We will now take our next question from Philippe Lanone, Natixis. Please go ahead, your line is open. Philippe Lanone – Natixis Securities: Thank you for this Christmas present. Just a question on obesity. Could you, Mads, give us, elaborate a bit on the new glucagon analogue and what are its advantages and why it's not developed first in diabetes? And also, about semaglutide, you alluded to the idea about a possible development in obesity. Can you update us on that? Lars Rebien Sørensen: Thank you very much. Mads, it’s a wonderful question to you.

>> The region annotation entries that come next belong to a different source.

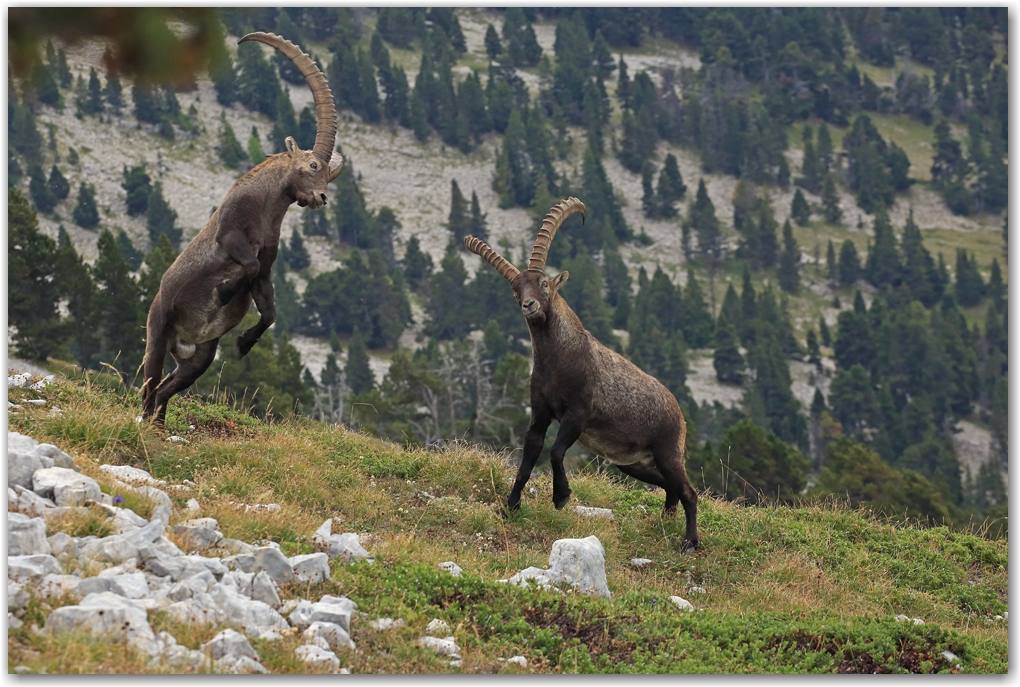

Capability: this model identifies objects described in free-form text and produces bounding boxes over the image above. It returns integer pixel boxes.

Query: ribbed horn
[464,232,520,281]
[527,198,587,272]
[238,31,343,166]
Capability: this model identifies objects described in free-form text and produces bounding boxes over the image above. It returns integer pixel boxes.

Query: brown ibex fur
[142,33,344,425]
[464,198,699,546]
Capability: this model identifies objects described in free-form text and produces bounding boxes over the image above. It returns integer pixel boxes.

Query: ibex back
[464,198,699,547]
[142,33,344,425]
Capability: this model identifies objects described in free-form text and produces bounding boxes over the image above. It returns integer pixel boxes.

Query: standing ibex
[464,198,698,546]
[142,33,344,425]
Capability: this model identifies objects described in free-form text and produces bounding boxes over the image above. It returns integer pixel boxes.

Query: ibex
[142,32,344,426]
[464,198,699,547]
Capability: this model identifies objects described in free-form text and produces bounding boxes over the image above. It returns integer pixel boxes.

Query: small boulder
[294,644,340,672]
[290,552,329,584]
[7,513,51,556]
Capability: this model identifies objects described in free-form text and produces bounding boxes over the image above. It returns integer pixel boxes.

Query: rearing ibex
[142,32,344,425]
[464,198,698,546]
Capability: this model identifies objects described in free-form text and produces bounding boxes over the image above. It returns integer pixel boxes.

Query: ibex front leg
[216,230,262,306]
[238,275,276,358]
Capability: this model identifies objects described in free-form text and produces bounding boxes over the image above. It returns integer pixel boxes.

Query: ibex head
[464,198,585,324]
[238,32,344,208]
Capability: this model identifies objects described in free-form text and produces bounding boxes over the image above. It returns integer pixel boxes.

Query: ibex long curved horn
[527,198,587,272]
[464,232,520,281]
[238,31,344,181]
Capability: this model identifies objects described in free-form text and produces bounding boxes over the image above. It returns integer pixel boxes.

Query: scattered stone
[425,618,450,635]
[418,636,460,658]
[7,553,63,582]
[290,552,329,584]
[32,468,102,506]
[7,513,51,556]
[573,506,614,520]
[439,561,463,577]
[368,618,405,632]
[669,596,695,613]
[246,546,294,584]
[301,621,355,651]
[294,644,340,671]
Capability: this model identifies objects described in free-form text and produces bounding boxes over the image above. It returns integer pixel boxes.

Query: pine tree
[216,113,246,169]
[47,164,70,201]
[7,189,63,361]
[92,229,145,380]
[71,181,99,229]
[145,181,183,246]
[29,162,57,214]
[287,230,312,272]
[789,189,811,226]
[468,191,489,241]
[486,24,503,60]
[822,174,843,224]
[116,229,145,272]
[139,233,179,303]
[777,219,801,294]
[344,328,375,394]
[839,239,861,286]
[447,179,471,246]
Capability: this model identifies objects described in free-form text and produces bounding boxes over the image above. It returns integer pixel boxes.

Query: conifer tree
[712,313,744,384]
[486,23,503,60]
[777,219,801,294]
[839,239,861,286]
[216,113,246,169]
[29,162,57,214]
[468,191,489,241]
[344,328,375,394]
[789,189,811,226]
[7,189,63,361]
[92,229,145,380]
[145,181,183,246]
[116,229,145,272]
[47,164,70,201]
[138,233,179,303]
[71,181,99,229]
[822,174,843,224]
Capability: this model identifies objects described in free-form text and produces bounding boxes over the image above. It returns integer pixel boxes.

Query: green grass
[8,381,1009,673]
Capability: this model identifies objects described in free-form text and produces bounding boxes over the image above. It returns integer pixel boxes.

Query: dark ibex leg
[238,276,276,358]
[652,442,699,547]
[150,338,219,426]
[216,231,262,306]
[549,416,584,510]
[507,400,553,511]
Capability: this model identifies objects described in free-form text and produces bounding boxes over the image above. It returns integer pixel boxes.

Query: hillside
[8,368,1008,673]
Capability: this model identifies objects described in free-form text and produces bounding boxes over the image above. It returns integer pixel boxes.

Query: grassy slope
[8,380,1008,673]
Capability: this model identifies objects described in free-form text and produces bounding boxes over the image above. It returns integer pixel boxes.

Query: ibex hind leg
[150,338,219,426]
[652,442,700,549]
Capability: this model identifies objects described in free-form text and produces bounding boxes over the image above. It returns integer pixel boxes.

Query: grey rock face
[32,468,101,506]
[7,553,63,582]
[7,452,43,489]
[294,644,340,671]
[301,621,354,651]
[290,552,329,584]
[7,513,51,556]
[246,546,294,584]
[45,592,156,650]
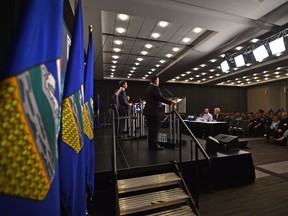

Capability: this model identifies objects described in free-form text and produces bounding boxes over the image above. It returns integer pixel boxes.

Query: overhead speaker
[214,134,239,151]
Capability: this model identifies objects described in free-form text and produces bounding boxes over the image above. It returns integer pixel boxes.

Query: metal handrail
[110,109,120,216]
[173,109,211,208]
[173,110,211,164]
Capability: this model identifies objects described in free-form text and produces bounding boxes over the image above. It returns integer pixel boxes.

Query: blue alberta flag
[58,0,86,216]
[83,26,94,199]
[0,0,63,216]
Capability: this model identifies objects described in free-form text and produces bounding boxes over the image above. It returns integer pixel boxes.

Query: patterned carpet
[200,138,288,216]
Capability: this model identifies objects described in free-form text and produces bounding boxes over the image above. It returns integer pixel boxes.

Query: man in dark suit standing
[143,76,176,150]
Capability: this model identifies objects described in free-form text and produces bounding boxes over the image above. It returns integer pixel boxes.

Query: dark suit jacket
[143,84,172,116]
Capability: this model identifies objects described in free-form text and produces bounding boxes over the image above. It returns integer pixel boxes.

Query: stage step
[119,188,189,215]
[117,173,181,194]
[147,205,196,216]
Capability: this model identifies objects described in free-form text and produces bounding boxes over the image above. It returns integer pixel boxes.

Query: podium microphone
[164,89,174,97]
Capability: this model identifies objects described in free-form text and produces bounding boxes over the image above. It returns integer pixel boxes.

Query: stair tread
[117,173,181,193]
[119,188,189,215]
[147,205,196,216]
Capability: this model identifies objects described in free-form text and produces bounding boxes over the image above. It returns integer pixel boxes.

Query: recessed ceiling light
[114,40,123,45]
[141,51,148,55]
[118,14,129,21]
[113,48,121,52]
[158,21,169,28]
[193,27,203,33]
[145,44,153,49]
[151,32,160,38]
[116,27,126,34]
[172,47,180,52]
[182,38,191,43]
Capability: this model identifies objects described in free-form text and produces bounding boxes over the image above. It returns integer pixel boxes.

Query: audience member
[248,113,264,136]
[213,107,224,121]
[274,112,288,140]
[264,116,280,142]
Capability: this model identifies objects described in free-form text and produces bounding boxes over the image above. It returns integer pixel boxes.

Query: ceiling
[81,0,288,87]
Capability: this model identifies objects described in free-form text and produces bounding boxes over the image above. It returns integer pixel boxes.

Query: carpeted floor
[200,139,288,216]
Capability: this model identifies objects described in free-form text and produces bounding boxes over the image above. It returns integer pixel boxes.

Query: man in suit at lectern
[143,76,177,150]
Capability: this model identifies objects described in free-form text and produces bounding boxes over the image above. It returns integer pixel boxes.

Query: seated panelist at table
[213,107,224,121]
[202,108,213,122]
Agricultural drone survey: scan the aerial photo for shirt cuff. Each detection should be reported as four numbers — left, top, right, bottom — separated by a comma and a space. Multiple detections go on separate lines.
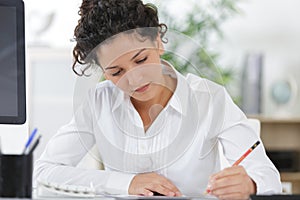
248, 173, 280, 195
105, 172, 135, 195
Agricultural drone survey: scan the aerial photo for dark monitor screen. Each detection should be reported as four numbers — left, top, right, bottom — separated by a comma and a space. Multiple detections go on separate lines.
0, 0, 26, 124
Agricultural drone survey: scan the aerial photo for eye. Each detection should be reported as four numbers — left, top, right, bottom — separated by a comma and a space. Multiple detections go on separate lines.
136, 56, 148, 64
111, 69, 123, 76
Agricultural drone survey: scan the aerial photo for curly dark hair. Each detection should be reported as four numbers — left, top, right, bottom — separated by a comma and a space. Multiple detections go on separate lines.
72, 0, 167, 76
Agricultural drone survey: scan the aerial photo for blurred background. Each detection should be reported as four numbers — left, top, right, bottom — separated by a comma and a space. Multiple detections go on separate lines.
24, 0, 300, 192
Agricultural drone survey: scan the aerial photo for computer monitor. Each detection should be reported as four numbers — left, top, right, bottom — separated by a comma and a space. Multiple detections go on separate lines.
0, 0, 26, 124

So the glucagon analogue, as you know glucagon has an extremely short half life in a matters of few minutes. What we’ve managed to come up with here is a physically, chemically, permanently stable analogue with a very prolonged half life. Now why would you do that? You do that because it has been demonstrated from the experiment of nature called oxyntomodulin where cells in the gut actually produce a precursor stage of GLP-1 that binds both to the glucagon and the GLP-1 receptor albeit with different affinities and this oxyntomodulin has documented greater weight lowering effect than native GLP-1 in its own right. This can give rise to the speculation that if you tweak the dose of glucagon in the low end I have to say with a therapeutic dose of GLP-1, you’ve been in very good situation and have a synergistic effect giving greater weight loss, maybe double digit weight loss as compared to 8% with Saxenda. So the reason why we’re not creating oxyntomodulin or by specific antibodies with agnostic effect or whatever is that we as a company believe that the data that we are seeing in animals have really getting rise a lot of confusion as regards to ratio you need. So our approach is making a ratio where we define the ratio after human experiments. So right now the human is being used in a way as the ultimate experimental animal to define the exact ratio of the fixed ratio combination which we’ll update you on even when the trial pans out successfully. Lars Rebien Sørensen: And Mads then on semaglutide, I know you have some very, very exciting brain scans on semaglutide than Victoza, but quickly do it sort of short.

The short version is that we have data that may explain the enhanced weight loss that semaglutide has demonstrated both in animals and humans and the data basically suggest that at the level of the appetite control center in part of the brain called the arcuate nucleus, we seem to have greater accumulation of semaglutide than Saxenda and this basically then would explain a more sustained and pounced efficacy. That product management we’ll look into later this year with the aim of potentially starting Phase 2 dose range finding trials next year.